In summary, you can think of the progression like this:
idea -> definition -> icebox (via product owners) -> backlog (via product owners) -> current sprint (via tech team) -> started (when a developer begins work) -> finished (when a developer finishes work) -> delivered (when it enters our codebase) -> accepted (when it is tested) -> deployed (when it appears on grist.org) -> iteration -> …
Here’s a list of definitions you may find useful:
Basecamp: a platform we use to discuss design, features and other stuff. Created by a religious organization known as 37Signals.
product owner: someone who is ultimately responsible for the product — it’s their job to make sure grist.org meets its goals and is great
feature request: a clear idea for a new feature — it’s good to talk about and refine these a lot
Pivotal Tracker: some software we use to organize our work, and track lots of features and bugs
icebox: a collection of features we may implement
backlog: a collection of features we will implement
design phase: a phase before, during and after an idea becomes a real thing. It’s where the plans, visual aspects, inner workings and other details of a feature are hashed out
designer: someone who is smart and designs stuff. Colloquially, a visual designer
developer: an awesome, incalculably attractive person who works near the middle of the Grist offices. Also, someone who writes code, designs and implements web applications
stakeholder: a person who has a business interest in the product. This interest might be “raising money”, “publishing content” or “engaging community members”

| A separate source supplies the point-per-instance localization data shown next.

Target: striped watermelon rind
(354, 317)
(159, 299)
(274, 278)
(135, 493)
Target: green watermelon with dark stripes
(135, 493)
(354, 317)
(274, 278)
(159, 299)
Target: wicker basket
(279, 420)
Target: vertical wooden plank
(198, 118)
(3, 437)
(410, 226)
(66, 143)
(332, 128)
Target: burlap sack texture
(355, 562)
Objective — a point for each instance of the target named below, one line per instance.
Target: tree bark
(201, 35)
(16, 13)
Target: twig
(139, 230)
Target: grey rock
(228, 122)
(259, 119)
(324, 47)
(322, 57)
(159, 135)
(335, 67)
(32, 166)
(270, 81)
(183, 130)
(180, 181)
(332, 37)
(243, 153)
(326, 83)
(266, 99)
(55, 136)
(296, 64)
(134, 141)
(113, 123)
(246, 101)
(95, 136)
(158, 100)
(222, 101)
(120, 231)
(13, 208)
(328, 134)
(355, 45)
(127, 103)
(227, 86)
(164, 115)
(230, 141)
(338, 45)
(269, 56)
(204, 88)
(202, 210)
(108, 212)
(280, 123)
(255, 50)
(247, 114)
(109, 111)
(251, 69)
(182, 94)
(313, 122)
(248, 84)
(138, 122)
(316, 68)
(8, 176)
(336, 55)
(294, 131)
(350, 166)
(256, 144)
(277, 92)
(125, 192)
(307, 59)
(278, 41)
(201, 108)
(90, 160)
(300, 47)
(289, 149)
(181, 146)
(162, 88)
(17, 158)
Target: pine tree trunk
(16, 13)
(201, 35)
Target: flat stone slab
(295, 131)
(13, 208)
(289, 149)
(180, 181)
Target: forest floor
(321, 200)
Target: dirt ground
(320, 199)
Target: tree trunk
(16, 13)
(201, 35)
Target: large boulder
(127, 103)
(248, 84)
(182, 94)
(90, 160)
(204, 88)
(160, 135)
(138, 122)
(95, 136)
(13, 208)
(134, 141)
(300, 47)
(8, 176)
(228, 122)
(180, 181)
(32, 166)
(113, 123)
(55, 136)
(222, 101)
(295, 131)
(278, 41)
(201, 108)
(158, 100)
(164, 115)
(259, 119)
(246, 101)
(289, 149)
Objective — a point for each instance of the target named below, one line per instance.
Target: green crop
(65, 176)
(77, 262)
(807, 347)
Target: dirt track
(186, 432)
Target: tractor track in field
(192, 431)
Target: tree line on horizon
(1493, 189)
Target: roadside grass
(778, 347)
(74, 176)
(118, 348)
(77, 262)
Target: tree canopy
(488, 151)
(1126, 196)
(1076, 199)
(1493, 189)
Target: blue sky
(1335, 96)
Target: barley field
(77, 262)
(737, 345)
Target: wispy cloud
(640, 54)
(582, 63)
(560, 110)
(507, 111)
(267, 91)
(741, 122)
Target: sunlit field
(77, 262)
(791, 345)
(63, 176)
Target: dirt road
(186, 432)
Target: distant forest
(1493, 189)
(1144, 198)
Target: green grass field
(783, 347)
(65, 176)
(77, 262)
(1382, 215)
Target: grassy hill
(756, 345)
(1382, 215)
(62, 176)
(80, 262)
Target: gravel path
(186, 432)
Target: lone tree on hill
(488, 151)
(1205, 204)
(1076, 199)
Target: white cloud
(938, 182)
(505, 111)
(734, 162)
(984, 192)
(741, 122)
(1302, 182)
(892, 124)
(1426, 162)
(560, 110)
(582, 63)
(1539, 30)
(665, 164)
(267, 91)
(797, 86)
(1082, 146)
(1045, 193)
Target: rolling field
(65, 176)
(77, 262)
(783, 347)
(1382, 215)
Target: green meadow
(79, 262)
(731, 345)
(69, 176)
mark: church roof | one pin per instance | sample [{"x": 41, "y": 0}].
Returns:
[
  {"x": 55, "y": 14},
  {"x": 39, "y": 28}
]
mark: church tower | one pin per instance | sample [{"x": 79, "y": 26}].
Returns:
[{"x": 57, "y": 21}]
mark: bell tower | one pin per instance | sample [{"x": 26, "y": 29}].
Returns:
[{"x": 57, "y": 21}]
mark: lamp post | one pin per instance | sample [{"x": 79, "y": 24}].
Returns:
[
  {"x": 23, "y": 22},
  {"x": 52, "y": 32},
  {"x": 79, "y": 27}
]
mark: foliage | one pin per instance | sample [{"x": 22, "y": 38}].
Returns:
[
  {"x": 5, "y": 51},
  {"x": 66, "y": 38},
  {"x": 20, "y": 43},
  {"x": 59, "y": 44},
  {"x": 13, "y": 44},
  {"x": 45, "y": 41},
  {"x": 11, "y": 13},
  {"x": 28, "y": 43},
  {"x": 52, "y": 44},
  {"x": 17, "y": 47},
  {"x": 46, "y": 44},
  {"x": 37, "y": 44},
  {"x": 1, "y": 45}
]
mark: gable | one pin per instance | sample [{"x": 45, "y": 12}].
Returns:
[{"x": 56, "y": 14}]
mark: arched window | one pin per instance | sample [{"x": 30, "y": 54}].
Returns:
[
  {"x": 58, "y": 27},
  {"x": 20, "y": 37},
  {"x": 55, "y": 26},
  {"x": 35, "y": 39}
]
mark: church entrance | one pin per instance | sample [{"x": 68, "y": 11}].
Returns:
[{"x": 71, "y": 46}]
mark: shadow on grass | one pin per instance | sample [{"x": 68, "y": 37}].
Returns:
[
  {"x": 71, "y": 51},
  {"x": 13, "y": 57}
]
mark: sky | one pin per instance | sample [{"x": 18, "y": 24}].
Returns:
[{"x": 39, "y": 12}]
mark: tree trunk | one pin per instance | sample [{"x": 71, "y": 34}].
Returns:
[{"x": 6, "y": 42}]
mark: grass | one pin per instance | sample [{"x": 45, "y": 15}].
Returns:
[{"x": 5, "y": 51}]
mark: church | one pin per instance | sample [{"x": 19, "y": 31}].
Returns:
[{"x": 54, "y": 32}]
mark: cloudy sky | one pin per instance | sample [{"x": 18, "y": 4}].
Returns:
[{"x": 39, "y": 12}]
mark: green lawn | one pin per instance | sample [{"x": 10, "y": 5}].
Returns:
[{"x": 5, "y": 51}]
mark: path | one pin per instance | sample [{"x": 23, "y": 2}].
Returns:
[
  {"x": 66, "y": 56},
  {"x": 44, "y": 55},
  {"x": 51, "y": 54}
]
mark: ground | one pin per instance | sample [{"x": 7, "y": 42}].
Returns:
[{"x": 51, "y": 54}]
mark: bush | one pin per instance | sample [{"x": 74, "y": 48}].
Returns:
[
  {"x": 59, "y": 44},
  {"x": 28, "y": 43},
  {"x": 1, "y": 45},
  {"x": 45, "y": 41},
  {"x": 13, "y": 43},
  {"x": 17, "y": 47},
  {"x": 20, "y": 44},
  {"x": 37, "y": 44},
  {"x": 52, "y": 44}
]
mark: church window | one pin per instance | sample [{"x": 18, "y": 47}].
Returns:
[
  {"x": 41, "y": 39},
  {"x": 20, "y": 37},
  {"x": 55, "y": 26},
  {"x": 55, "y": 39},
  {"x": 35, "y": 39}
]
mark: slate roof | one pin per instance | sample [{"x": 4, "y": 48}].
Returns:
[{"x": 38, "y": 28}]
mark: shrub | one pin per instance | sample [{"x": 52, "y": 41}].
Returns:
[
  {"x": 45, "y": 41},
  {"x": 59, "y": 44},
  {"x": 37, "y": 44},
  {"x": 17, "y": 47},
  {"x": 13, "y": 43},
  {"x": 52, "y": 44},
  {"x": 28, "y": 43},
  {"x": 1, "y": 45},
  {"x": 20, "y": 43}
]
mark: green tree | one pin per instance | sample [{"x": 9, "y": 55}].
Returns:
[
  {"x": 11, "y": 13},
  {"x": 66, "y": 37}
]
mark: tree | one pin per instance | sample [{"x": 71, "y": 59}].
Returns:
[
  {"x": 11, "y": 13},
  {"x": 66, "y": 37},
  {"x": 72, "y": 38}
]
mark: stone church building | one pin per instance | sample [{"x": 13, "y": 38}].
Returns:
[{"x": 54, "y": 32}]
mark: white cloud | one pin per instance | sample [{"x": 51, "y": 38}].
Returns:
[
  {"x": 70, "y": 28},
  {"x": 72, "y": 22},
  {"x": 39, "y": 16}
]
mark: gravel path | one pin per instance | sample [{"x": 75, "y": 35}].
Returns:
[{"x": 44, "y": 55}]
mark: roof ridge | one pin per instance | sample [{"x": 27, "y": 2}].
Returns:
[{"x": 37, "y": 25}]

sprint: a two week period in which we commit to doing a bunch of work
stand-up: a meeting where everyone stands up (so that the meeting is short.) We use them to self-organize during sprints
finished: the state a feature is in when it requires no further programming
delivered: a finished feature that has been entered into Grist’s codebase
committed: a synonym for delivered
accepted: the state a feature is in when it has passed all tests
deployed: a feature that is live on grist.org, or about to be
repository: an iron fortress that contains the current state of our codebase, and all previous states
trunk: the version stream of the product from which we deploy
branch: side-streams of the product that we use for development purposes
iterate: to make repeated use of the development sequence defined above. Generally produces improvement (which is beyond definition, and in the eye of the beholder.)